Owner Paul Allen isn’t afraid to spend money, either.  In an uncapped year without restrictions on the ‘Hawks’ player transactions, the team stands to vastly improve their current squad.

With a new coach comes a new staff, most of them being former assistants of Carroll when he was at USC. The first to follow was Jeremy Bates, the quarterback coach at USC and former Denver Broncos offensive coordinator.

Bates was strongly pursued by a number of teams, namely the Chicago Bears, but ultimately felt he had more job security playing under his old coach in Seattle. He was instrumental in bringing in and bringing up former Denver quarterback Jay Cutler, and then later had similar success at USC with Matt Leinart and, more recently, Matt Barkely.

Whomever ends up taking snaps for Seattle next year will have one of the best coordinators calling his plays.

Next to follow was Alex Gibbs, the illustrious offensive line coach who spent a considerable amount of time playing under Mike Shanahan in Denver.

He spent a short time there in the mid-'80s but truly blossomed as a coach there from 1995-2003. During that time, Gibbs’ offensive line set a number of franchise records including total yards (6,554 in 2000), most first downs (383 in 2000), most rushing yards (2,468 in 1998), and most rushing touchdowns (32 in 1998).

His offensive line also flourished in pass protection. From 1995-2000, the line didn’t allow more than 35 sacks per season. His line was also instrumental in blocking for NFL MVP Terrell Davis, who rushed for over 2,000 yards in ’98.

After two mediocre years in Houston, Gibbs is set to continue his legacy and establish a successful zone-blocking scheme in Seattle.

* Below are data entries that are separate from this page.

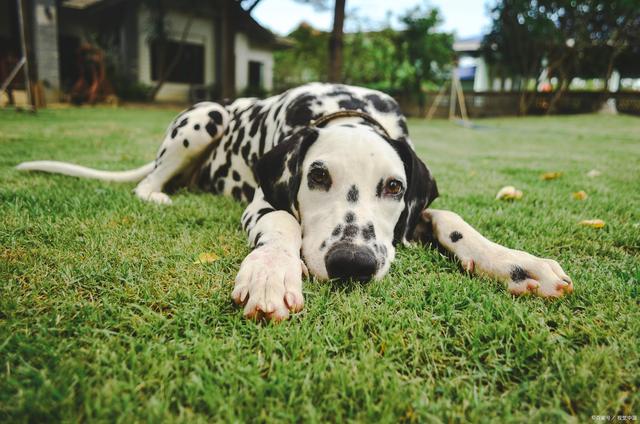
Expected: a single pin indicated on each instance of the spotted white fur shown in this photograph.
(263, 152)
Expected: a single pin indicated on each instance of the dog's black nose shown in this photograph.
(349, 261)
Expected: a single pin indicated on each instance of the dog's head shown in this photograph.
(356, 192)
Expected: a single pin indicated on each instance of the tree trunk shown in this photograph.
(335, 43)
(563, 87)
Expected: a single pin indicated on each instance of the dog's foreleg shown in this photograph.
(520, 271)
(269, 282)
(187, 139)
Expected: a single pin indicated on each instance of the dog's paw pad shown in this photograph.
(159, 198)
(542, 277)
(269, 284)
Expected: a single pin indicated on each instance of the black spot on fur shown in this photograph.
(216, 117)
(379, 188)
(239, 140)
(350, 231)
(236, 193)
(248, 191)
(519, 274)
(403, 126)
(262, 212)
(455, 236)
(353, 194)
(352, 103)
(368, 232)
(246, 149)
(316, 170)
(380, 104)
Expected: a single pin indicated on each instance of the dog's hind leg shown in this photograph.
(520, 271)
(188, 137)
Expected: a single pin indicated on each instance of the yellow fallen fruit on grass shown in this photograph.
(580, 195)
(509, 193)
(206, 258)
(593, 223)
(550, 175)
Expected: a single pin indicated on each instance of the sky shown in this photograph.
(467, 18)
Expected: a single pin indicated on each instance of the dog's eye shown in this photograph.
(319, 178)
(393, 187)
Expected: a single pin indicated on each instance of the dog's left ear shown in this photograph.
(421, 191)
(278, 172)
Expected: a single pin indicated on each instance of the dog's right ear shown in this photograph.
(278, 171)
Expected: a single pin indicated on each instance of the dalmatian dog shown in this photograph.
(333, 186)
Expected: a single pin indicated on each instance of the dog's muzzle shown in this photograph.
(346, 261)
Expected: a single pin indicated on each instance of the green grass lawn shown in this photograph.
(105, 316)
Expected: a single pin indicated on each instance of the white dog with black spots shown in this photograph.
(333, 186)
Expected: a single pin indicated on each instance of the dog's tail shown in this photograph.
(84, 172)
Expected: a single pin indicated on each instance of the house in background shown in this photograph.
(225, 52)
(472, 68)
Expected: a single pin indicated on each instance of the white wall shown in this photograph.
(244, 53)
(201, 32)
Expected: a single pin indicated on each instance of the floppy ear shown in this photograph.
(278, 171)
(421, 191)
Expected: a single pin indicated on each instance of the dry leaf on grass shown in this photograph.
(509, 193)
(593, 223)
(580, 195)
(206, 258)
(550, 176)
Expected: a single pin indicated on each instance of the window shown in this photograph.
(190, 67)
(255, 74)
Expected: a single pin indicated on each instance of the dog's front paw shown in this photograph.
(543, 277)
(269, 284)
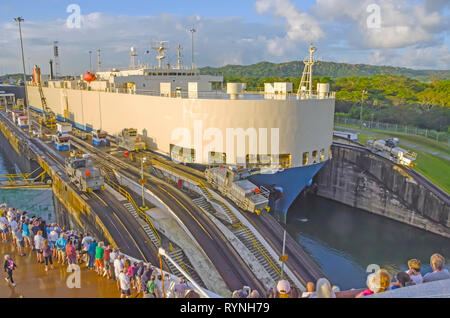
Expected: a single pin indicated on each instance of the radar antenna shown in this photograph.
(133, 57)
(161, 47)
(179, 57)
(305, 89)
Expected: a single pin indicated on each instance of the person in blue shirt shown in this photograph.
(61, 247)
(403, 280)
(91, 252)
(26, 234)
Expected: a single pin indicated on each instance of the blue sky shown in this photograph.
(410, 33)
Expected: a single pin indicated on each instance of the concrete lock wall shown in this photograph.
(363, 180)
(71, 210)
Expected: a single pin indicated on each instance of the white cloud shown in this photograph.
(413, 34)
(403, 23)
(300, 27)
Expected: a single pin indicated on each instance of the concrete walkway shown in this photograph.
(33, 282)
(438, 289)
(410, 145)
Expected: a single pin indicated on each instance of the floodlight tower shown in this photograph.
(56, 58)
(193, 30)
(19, 20)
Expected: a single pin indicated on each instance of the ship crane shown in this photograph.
(305, 89)
(161, 47)
(48, 118)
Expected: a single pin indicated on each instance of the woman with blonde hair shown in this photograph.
(377, 283)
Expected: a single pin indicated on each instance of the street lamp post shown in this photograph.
(19, 20)
(90, 61)
(283, 254)
(144, 159)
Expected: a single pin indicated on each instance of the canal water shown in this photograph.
(37, 202)
(344, 241)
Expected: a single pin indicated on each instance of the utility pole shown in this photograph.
(192, 32)
(90, 61)
(362, 102)
(19, 20)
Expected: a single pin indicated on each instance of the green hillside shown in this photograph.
(331, 69)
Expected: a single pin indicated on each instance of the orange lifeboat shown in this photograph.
(89, 77)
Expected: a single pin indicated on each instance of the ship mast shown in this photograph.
(179, 57)
(161, 48)
(305, 89)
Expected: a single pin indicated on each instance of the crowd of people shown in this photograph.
(377, 282)
(55, 245)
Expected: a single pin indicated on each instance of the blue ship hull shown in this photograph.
(290, 184)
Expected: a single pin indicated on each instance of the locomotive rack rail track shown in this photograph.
(227, 261)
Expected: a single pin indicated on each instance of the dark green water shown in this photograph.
(36, 202)
(345, 240)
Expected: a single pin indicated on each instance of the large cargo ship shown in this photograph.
(285, 137)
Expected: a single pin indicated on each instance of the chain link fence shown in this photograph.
(411, 130)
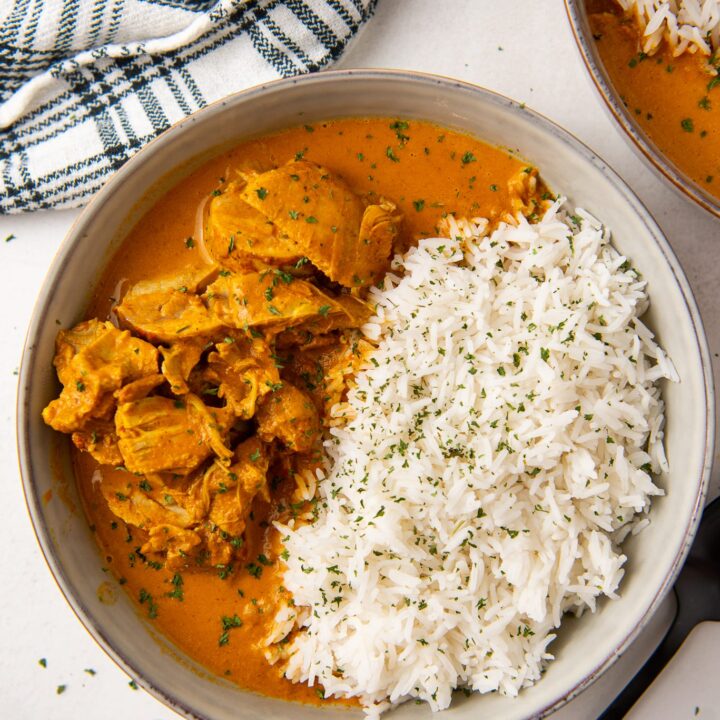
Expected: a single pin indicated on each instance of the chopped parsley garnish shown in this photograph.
(146, 597)
(390, 153)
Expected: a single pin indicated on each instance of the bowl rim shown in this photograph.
(639, 139)
(33, 499)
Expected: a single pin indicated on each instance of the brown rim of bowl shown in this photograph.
(29, 359)
(577, 15)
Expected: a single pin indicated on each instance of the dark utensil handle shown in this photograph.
(644, 677)
(698, 598)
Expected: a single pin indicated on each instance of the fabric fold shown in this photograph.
(84, 84)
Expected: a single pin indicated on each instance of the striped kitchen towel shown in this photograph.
(85, 83)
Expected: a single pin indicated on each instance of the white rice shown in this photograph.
(687, 25)
(497, 450)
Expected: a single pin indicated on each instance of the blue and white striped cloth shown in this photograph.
(85, 83)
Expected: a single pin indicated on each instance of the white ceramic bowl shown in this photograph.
(585, 648)
(634, 133)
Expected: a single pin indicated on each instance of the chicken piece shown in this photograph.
(236, 234)
(243, 370)
(178, 362)
(138, 389)
(179, 545)
(157, 434)
(100, 440)
(289, 415)
(149, 501)
(94, 360)
(326, 220)
(266, 300)
(189, 518)
(324, 372)
(313, 332)
(167, 315)
(70, 342)
(192, 280)
(211, 424)
(522, 187)
(232, 490)
(173, 514)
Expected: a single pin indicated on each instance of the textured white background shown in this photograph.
(522, 48)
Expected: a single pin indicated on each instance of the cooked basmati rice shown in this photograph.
(687, 25)
(497, 448)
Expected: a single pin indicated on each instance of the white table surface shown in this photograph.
(522, 48)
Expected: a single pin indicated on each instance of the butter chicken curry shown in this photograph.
(675, 100)
(198, 390)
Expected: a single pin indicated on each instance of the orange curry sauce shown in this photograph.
(427, 171)
(669, 97)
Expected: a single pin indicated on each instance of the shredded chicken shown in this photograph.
(198, 396)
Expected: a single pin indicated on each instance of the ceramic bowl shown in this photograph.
(584, 648)
(578, 13)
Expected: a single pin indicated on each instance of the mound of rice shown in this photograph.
(687, 25)
(498, 446)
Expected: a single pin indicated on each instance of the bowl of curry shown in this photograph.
(202, 318)
(659, 86)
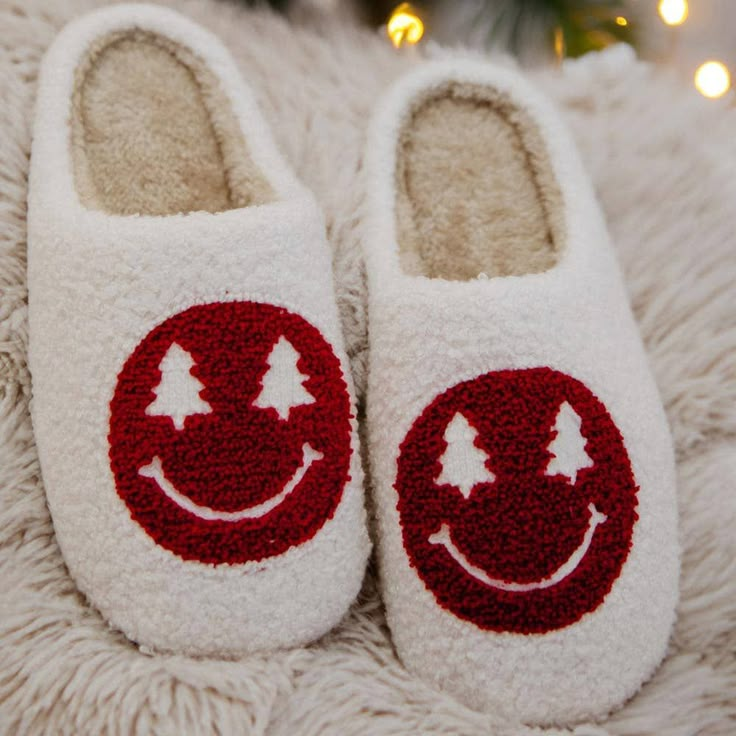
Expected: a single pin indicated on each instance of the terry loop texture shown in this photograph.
(429, 338)
(173, 358)
(64, 671)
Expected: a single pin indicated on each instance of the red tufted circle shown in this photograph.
(522, 527)
(238, 454)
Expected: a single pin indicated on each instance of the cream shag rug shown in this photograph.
(663, 163)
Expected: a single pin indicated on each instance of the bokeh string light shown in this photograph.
(673, 12)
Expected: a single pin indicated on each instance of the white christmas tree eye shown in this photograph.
(177, 394)
(463, 464)
(282, 387)
(568, 446)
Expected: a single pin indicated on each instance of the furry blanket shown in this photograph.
(662, 160)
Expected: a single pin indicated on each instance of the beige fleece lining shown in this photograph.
(153, 133)
(476, 193)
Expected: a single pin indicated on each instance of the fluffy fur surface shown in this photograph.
(112, 302)
(480, 350)
(64, 671)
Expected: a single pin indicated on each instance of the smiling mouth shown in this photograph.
(443, 538)
(155, 470)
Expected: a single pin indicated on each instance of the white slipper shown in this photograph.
(192, 404)
(521, 459)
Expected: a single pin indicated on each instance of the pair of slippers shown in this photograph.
(194, 411)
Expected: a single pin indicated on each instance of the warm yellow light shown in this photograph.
(712, 79)
(673, 12)
(404, 26)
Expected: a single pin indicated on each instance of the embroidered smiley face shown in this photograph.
(517, 500)
(230, 432)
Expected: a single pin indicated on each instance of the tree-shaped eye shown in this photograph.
(282, 386)
(177, 394)
(463, 463)
(568, 446)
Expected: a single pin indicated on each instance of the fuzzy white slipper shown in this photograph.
(191, 399)
(521, 459)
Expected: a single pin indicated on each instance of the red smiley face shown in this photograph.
(230, 432)
(517, 500)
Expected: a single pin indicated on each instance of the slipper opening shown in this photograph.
(153, 133)
(475, 190)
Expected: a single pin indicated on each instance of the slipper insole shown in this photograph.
(475, 191)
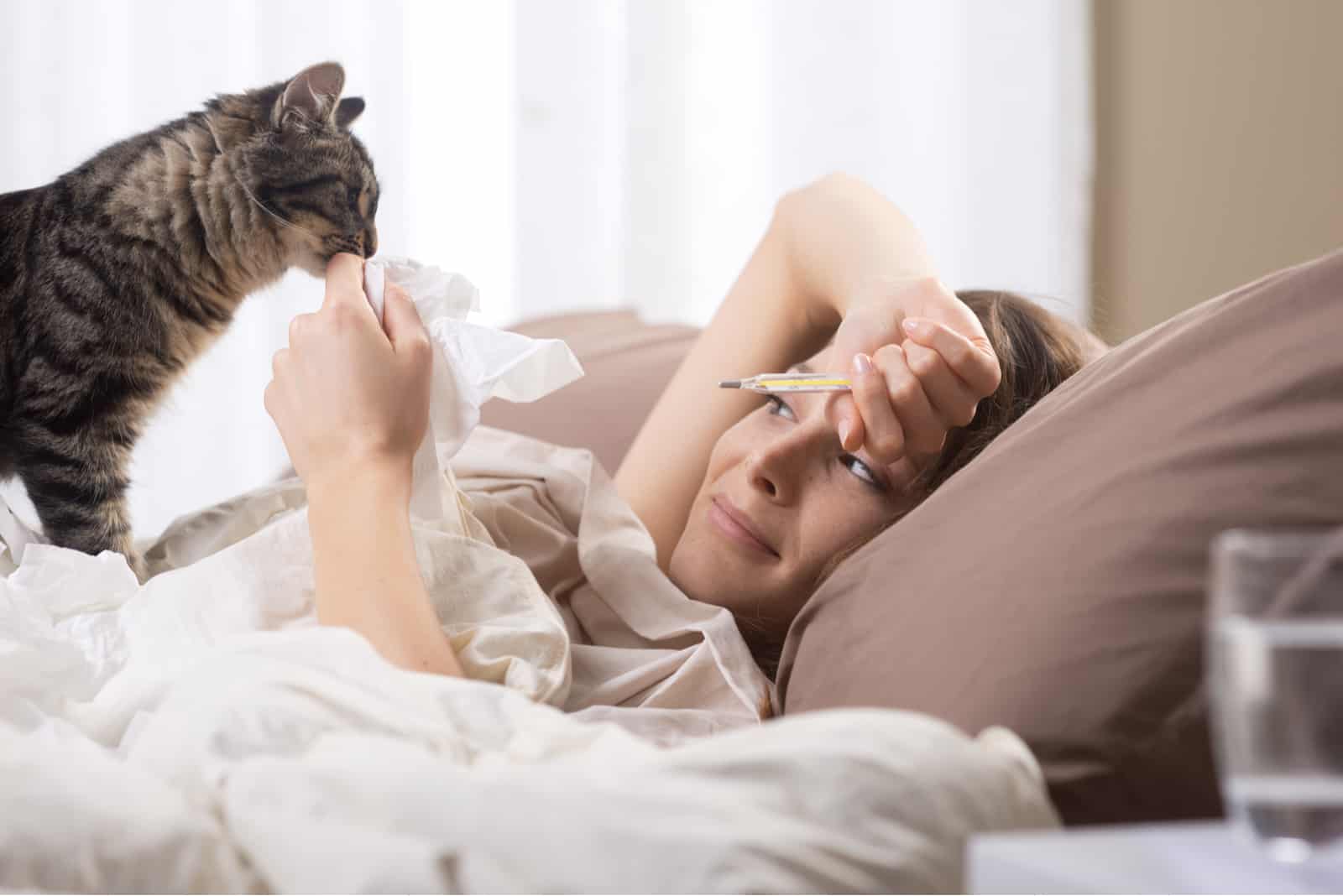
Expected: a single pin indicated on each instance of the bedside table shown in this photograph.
(1205, 857)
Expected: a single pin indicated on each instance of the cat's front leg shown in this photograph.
(78, 487)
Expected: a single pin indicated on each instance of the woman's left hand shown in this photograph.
(349, 394)
(919, 362)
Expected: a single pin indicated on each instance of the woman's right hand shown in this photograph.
(351, 396)
(919, 364)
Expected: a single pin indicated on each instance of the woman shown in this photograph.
(747, 510)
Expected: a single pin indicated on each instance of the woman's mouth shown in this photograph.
(725, 519)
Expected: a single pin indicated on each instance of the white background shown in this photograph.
(583, 154)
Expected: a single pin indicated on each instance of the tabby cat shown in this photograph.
(116, 275)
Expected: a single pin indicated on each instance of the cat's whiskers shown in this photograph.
(262, 207)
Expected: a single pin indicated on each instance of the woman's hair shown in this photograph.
(1037, 351)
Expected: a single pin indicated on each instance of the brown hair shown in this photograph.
(1037, 351)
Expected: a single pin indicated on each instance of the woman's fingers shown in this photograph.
(948, 396)
(346, 286)
(923, 431)
(895, 414)
(875, 427)
(971, 360)
(402, 320)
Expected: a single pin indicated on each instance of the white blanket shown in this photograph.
(201, 732)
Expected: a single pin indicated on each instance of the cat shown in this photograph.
(120, 273)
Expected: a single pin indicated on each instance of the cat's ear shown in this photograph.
(311, 96)
(348, 110)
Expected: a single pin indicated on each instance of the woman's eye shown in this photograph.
(863, 471)
(776, 405)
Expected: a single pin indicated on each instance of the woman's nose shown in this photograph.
(776, 467)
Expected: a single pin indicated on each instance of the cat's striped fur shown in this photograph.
(116, 275)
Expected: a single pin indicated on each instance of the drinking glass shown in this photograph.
(1275, 669)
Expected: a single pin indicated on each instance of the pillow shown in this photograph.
(1056, 585)
(626, 364)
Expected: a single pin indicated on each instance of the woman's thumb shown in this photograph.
(400, 318)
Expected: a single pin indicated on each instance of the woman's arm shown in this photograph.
(351, 401)
(825, 248)
(366, 570)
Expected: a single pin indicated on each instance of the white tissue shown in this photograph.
(472, 364)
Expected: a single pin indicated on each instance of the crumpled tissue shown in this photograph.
(472, 364)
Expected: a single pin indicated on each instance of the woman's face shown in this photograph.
(779, 501)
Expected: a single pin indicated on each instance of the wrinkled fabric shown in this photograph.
(201, 732)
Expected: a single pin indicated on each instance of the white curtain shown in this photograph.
(581, 154)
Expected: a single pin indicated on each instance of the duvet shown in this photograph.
(201, 732)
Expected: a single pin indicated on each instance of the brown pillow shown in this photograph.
(626, 365)
(1058, 584)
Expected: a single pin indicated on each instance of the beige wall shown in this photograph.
(1220, 148)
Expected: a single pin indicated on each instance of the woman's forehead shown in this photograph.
(823, 361)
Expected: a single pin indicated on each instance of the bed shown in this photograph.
(203, 734)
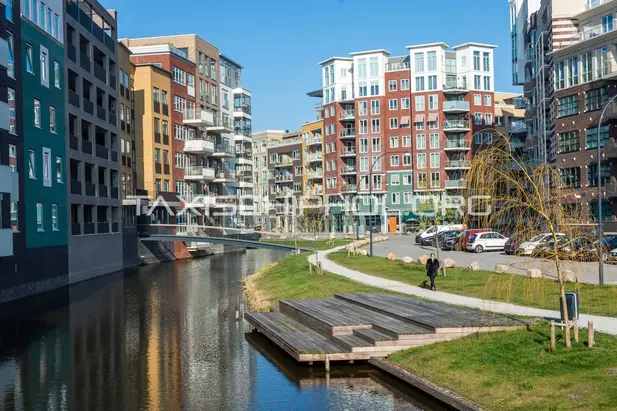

Ken Norton Jr., the USC linebacker coach, has also opted to follow Carroll to Seattle. Norton is relatively new to coaching in the NFL, but he has experienced great success at the collegiate level, delivering high-quality linebackers like Clay Matthews Jr. and Brian Cushing to the NFL.

There will be more new faces to come in the next few weeks, but for now, the Seattle coaching staff is looking like it has the capabilities to fill the big shoes of ex-coach Mike Holmgren, one of the most popular Seahawks coaches, ever.

I don’t think anyone has dreams of Seattle making the playoffs in the coming year, but I think it’s clear they’re in a position to exhibit tangible progression. If the team can acquire some consistency at the offensive line, Matt Hasselback could easily return to starting quarterback status.

One of the controversies last year facing the team was the absence of running back Justin Forsett. He received limited snaps behind ineffective starter Julius Jones.

The arrival of Carroll, Bates, and their high-octane offense, should give Forsett a chance to shine.

The Seahawks possess a young, quick, and physical defensive squad with miles of potential. If their strengths can be utilized to fit the new system, I believe Seattle has a chance to seriously contend in a weak NFC West within at least two years.

A new General Manager is expected soon, and with him will come further changes.

Lately, there have been talks that Seattle may attempt to steal wide receiver Brandon Marshall from an inevitable Denver tender and/or transition tag. They have the draft picks and the money to make such an acquisition, but it’s unclear if Denver is willing to let that happen.

The pieces in Seattle seem to be moving in the right direction. It will inevitably rest on Carroll’s shoulders whether or not the team finds success as execution always holds precedence over planning.